It’s Called Fishing, Not Catching

Yesterday I had a singularly unproductive day fishing. I tried moving around the lake, fishing with different lures and bait, and targeting the different species of fish I knew were there. Not a bite. Nothing. Nada. Zilch. It was frustrating, I only had one day off to fish the entire week and here I was repeatedly casting out and reeling in, or patiently waiting to feel a tug on my line, catching nothing. But I’ve had many such unproductive days before and will have many after, and I reminded myself of the hackneyed, but nonetheless true, adage: “It’s called fishing, not catching.” Even on a good day of catching, the majority of your time is spent just fishing. And on a bad day, like yesterday, it is all fishing not catching. To stay fishing, day after day, through good days and bad ones, you have to learn to love the process: looking over the water, strategizing the shoreline, psychologizing the fish, casting and retrieving, the waiting. With luck and skill, the process might yield a product and you’ll catch a fish, but if you don’t enjoy the process of fishing itself you might as well quit because the ratio between fishing and catching is mighty slim.

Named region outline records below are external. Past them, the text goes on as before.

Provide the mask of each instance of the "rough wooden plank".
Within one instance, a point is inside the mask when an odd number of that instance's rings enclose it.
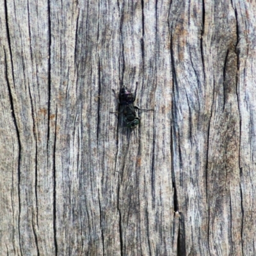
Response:
[[[1,255],[255,254],[254,3],[1,3]]]

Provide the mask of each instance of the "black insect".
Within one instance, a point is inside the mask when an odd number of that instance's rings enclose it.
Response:
[[[134,128],[140,124],[140,118],[136,116],[133,106],[135,97],[126,87],[122,87],[119,92],[119,104],[121,106],[121,113],[124,114],[126,125],[129,128]]]

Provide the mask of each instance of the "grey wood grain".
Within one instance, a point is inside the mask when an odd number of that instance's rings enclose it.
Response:
[[[3,1],[0,255],[256,255],[255,13]]]

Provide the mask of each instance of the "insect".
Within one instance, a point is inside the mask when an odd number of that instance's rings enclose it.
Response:
[[[136,116],[133,102],[135,97],[126,87],[121,88],[119,92],[119,104],[121,105],[121,113],[124,115],[126,126],[134,128],[140,124],[140,118]]]

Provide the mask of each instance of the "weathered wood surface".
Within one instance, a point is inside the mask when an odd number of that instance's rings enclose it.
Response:
[[[0,255],[256,255],[254,1],[0,12]]]

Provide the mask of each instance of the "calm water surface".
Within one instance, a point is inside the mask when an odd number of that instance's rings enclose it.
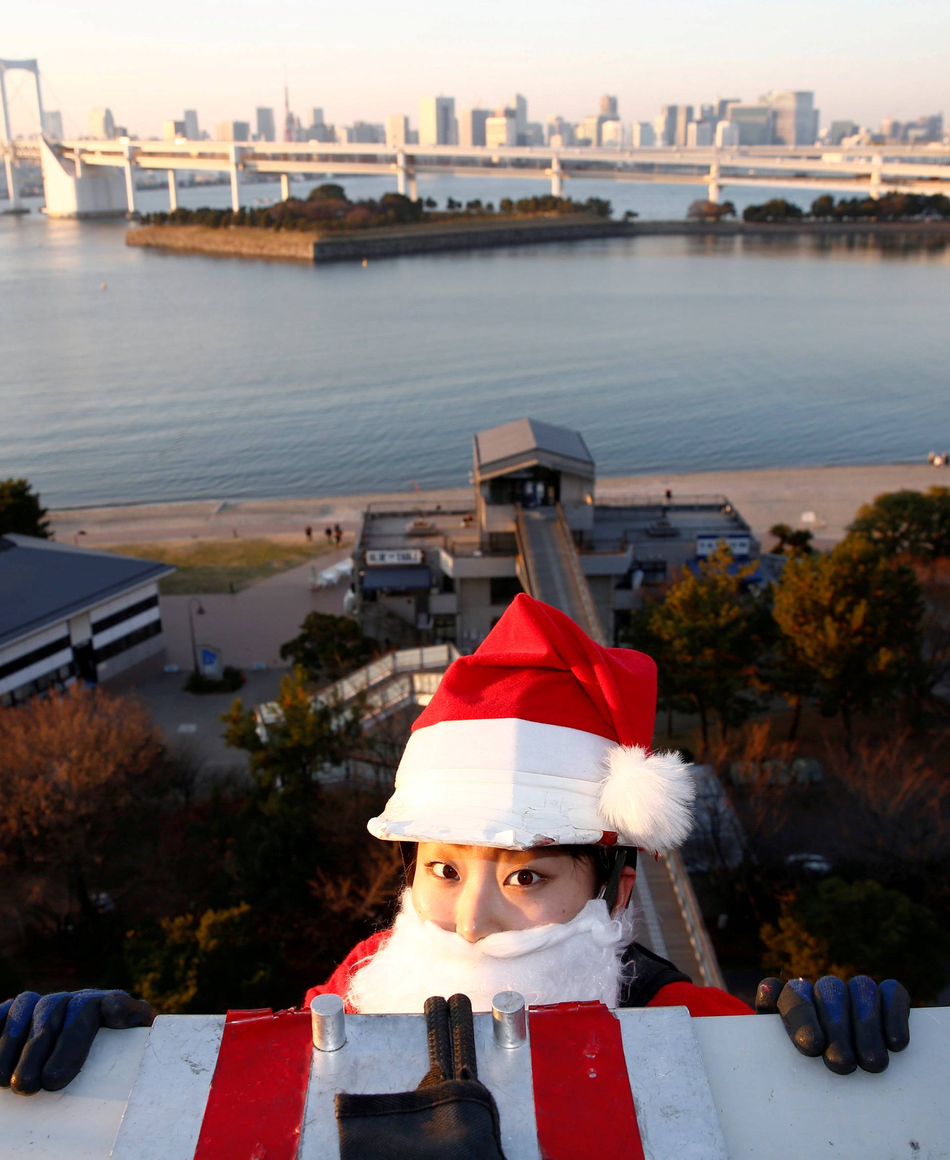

As an activist, you rarely win. You can work for months, even years, on a campaign and not see any result. Even when you win and a new policy is enacted, or a fair contract signed, or there’s a palpable shift in public opinion, it can all be undone in a moment and you have to start again. To remain an activist over the long haul, you have to learn to love the work itself. This means making the work lovable: activism should be about pleasure, play, and celebration more than the sacrifice, seriousness, and righteousness that too often characterizes the practice of doing activism. Embracing the process also means acknowledging the long game. Yes, we must keep our eyes on the prize, and have faith that the arc of the moral universe bends toward justice, but we also need to recognize that the path is really long.  Most of all, learning to love the process of activism entails a certain separation from its product. This is what my friend, the master activist L.A. Kauffman, once called “existential activism.” You don’t act to shape and change the world for the surety of any end result, but because to not act would mean ceasing to have a meaningful existence. It’s called activism, not winning.